Sweet potatoes are rich in essential nutrients crucial for maintaining human health, and their market value is primarily determined by external quality. To address the classification of sweet potato appearance quality, we propose a rapid assessment method for evaluating external quality. Using a dataset of 1833 images of the Yanshu 25 variety, we adopt the MobileNetV4 series network with a reduced Universal Inverted Bottleneck (UIB) module as the core architecture. The network is trained and pruned by integrating a learning rate scheduler, a multi-head self-attention (MHSA) mechanism, and a pruning algorithm based on gated mechanisms.
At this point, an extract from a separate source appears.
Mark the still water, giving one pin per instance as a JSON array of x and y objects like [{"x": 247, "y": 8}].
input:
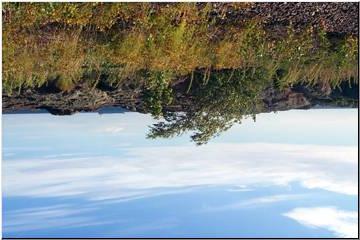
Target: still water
[{"x": 289, "y": 174}]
After pruning, the optimal model achieves an accuracy of 93.08 % across five categories, with an average detection speed of only 0.0022 s per sample. This method offers outstanding detection accuracy, faster processing speed, and significantly reduced model complexity, making it highly effective for sweet potato quality assessment.
基于修剪注意的深度学习的红薯质量检测
红薯富含对维持人体健康至关重要的必需营养素,其市场价值主要取决于外观质量。针对红薯外观质量的分类问题,提出了一种快速评价红薯外观质量的方法。以雁树25品种的1833张图像为数据集,采用基于简化的通用倒瓶颈(UIB)模块的MobileNetV4系列网络作为核心架构。通过集成学习率调度器、多头自关注(MHSA)机制和基于门控机制的修剪算法,对网络进行训练和修剪。经过修剪后,最优模型在5个类别中准确率达到93.08%,平均每个样本的检测速度仅为0.0022 s。该方法检测精度高,处理速度快,显著降低了模型复杂度,对红薯品质评价非常有效。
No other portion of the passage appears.